By Jerry Lynott, Wilkes-Barre Times Leader
WILKES-BARRE — Demolition began Monday for a new hotel downtown, almost five years after developer Sphere International LLC announced plans for the corner of South Main and West Northampton streets.
But instead of a 10-story high-rise building to add to the skyline as first proposed, the latest architectural rendering depicted a structure half as tall that will be home to a 102-room Avid Hotel with retail space on the ground floor.
“We feel a lot better than what we used to feel like a few years back,” Sphere president Hitesh Patel told reporters after a ribbon cutting on site.
The estimated $28 million project will be built in phases, Patel said, starting in the rear of the former Frank Clark Jeweler building on South Main Street where an excavator operator maneuvered the machine’s toothed-bucket to pull away wood and bricks.

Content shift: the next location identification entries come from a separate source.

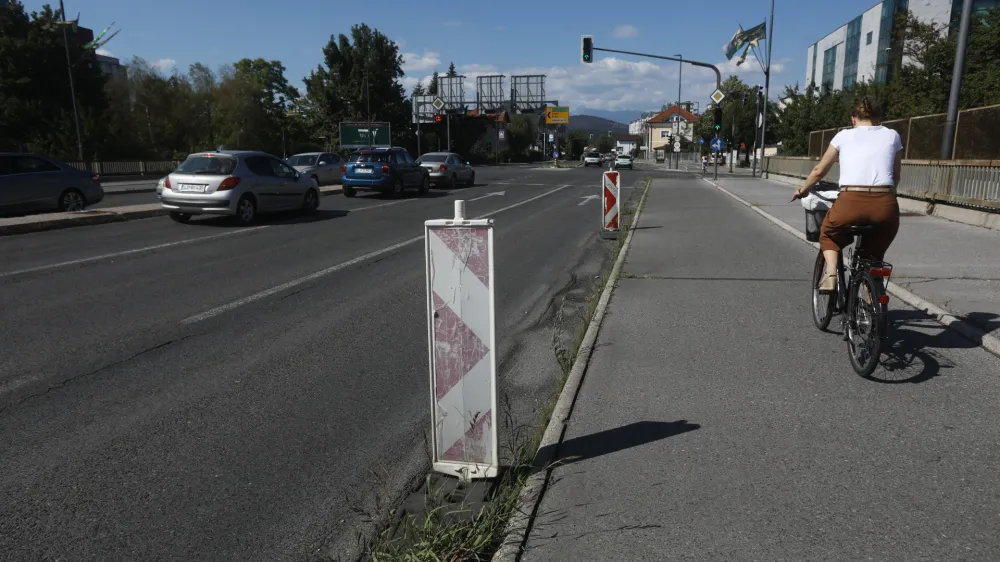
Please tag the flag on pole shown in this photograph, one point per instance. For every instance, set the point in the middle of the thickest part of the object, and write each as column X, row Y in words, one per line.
column 734, row 44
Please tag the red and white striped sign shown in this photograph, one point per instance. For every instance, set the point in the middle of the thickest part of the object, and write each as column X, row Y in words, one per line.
column 610, row 191
column 461, row 322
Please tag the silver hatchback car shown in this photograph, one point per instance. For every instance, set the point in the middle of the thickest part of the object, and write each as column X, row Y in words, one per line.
column 236, row 183
column 31, row 182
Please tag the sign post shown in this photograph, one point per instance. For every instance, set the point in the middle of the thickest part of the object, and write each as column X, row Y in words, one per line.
column 461, row 324
column 609, row 209
column 362, row 135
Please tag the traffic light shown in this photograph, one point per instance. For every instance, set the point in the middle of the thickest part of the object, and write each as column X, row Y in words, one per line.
column 588, row 49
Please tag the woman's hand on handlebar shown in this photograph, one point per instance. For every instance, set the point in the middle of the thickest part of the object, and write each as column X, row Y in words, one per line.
column 801, row 192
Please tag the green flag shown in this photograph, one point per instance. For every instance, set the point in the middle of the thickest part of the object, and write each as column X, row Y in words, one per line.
column 734, row 44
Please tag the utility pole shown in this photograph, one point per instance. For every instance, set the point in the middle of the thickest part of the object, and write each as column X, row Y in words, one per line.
column 72, row 87
column 767, row 88
column 680, row 74
column 756, row 131
column 948, row 141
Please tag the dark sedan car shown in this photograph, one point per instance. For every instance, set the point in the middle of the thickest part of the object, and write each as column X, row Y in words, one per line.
column 32, row 183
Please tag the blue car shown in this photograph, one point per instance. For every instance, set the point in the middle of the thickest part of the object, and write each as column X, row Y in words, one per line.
column 386, row 170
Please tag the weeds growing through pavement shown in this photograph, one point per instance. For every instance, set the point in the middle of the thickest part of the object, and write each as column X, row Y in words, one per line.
column 446, row 531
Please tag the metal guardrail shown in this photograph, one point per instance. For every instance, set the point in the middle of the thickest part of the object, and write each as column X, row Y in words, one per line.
column 971, row 183
column 127, row 168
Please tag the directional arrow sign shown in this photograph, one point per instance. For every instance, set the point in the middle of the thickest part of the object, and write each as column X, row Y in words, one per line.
column 558, row 115
column 494, row 194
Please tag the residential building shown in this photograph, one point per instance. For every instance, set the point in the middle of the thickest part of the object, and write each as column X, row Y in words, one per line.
column 863, row 49
column 625, row 144
column 671, row 122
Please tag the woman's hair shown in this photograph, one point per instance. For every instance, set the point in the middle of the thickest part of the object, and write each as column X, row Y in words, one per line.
column 868, row 110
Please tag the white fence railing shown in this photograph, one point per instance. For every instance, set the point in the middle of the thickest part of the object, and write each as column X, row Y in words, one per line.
column 127, row 168
column 973, row 183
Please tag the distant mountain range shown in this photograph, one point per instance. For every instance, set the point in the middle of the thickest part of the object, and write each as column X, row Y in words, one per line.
column 620, row 116
column 596, row 125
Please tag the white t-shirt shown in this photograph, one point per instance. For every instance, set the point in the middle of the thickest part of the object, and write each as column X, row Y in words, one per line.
column 867, row 155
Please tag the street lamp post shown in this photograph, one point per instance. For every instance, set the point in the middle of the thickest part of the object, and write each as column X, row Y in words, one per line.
column 680, row 73
column 72, row 87
column 948, row 141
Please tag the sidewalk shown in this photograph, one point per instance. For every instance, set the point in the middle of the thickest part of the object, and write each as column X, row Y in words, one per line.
column 716, row 423
column 953, row 265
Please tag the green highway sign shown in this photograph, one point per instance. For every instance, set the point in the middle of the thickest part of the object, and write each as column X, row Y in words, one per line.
column 360, row 135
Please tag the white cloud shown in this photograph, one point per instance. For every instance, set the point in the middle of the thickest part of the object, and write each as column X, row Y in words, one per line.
column 164, row 65
column 414, row 62
column 614, row 84
column 625, row 31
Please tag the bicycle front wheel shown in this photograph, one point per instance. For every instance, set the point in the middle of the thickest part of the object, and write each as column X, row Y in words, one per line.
column 823, row 303
column 866, row 324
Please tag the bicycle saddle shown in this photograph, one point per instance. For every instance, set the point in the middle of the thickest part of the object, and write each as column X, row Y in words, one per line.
column 859, row 228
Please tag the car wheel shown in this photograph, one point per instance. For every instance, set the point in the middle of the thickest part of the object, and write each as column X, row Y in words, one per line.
column 71, row 200
column 246, row 211
column 310, row 202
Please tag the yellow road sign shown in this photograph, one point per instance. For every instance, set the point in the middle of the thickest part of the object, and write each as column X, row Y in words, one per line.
column 557, row 115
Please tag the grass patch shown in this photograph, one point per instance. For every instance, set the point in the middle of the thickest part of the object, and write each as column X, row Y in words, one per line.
column 449, row 528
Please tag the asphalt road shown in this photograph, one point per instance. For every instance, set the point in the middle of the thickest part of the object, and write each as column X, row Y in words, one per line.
column 203, row 391
column 717, row 423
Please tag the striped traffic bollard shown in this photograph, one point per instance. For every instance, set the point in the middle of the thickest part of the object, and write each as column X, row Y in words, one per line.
column 461, row 319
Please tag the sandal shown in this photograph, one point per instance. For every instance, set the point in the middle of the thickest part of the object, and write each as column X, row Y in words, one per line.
column 829, row 283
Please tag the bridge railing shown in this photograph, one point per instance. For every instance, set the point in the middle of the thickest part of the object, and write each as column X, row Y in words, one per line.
column 970, row 183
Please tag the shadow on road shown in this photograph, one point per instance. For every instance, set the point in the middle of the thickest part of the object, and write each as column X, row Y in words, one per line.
column 613, row 440
column 913, row 351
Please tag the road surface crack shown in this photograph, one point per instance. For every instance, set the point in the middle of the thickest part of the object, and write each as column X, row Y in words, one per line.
column 78, row 377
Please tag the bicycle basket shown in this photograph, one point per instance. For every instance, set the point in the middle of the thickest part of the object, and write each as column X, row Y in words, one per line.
column 814, row 220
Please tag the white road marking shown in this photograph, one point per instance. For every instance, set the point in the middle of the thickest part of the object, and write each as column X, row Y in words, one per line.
column 494, row 194
column 128, row 252
column 211, row 313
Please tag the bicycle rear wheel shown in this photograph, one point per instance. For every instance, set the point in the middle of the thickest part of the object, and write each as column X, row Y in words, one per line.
column 866, row 324
column 823, row 303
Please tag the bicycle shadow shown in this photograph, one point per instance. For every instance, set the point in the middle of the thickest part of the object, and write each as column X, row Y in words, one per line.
column 913, row 351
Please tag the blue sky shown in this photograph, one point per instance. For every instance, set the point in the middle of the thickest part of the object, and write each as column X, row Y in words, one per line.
column 507, row 37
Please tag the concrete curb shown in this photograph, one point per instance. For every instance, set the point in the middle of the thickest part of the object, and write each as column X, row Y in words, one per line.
column 972, row 332
column 954, row 213
column 57, row 221
column 532, row 492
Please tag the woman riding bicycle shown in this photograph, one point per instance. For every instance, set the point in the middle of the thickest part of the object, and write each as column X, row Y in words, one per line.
column 871, row 159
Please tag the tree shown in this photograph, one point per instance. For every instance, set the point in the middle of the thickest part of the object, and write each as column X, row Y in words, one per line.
column 359, row 73
column 576, row 141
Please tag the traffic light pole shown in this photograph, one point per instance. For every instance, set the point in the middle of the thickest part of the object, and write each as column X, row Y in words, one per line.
column 718, row 77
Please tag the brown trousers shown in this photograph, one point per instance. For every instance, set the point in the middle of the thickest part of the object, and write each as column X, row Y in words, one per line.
column 880, row 210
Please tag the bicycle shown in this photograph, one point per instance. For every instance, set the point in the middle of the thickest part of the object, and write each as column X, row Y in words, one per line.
column 863, row 305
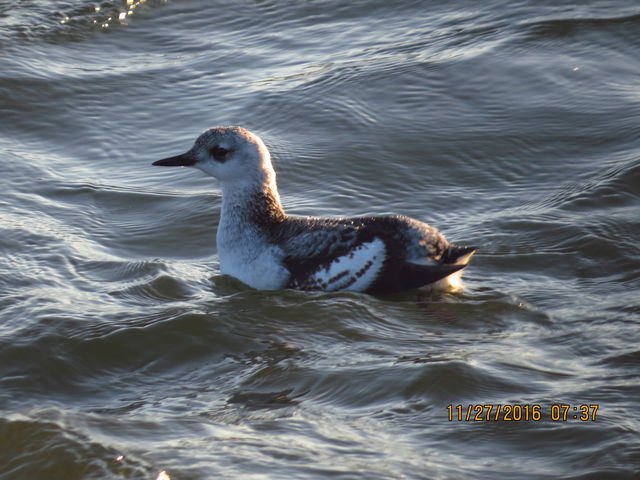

Announced on Oct. 31, 2015, the project languished for years, raising questions about its viability and the Flemington, N.J., developer’s commitment to follow through on its grand plans for the prime real estate in center city. Start dates came and went with nothing to show, leading Mayor George Brown to question whether the revenues from building permit fees his predecessor Tony George used to balance his final budget would materialize.
But Brown, who was on city council in 2015 and took office as Mayor in January, welcomed the progress.
“This is great, the beginning of a new Wilkes-Barre,” Brown said.
Patel deferred to his attorney Jack Dean to answer additional questions.
Dean said Sphere did its homework in choosing the site and location.
“This is where this boutique hotel in a college town, in a revitalized downtown, after their market study, it is clearly established this is the place that will help the economy. And they feel they’ll be successful and will help downtown Wilkes-Barre be further successful,” Dean said.
He explained why the project has taken on a different look.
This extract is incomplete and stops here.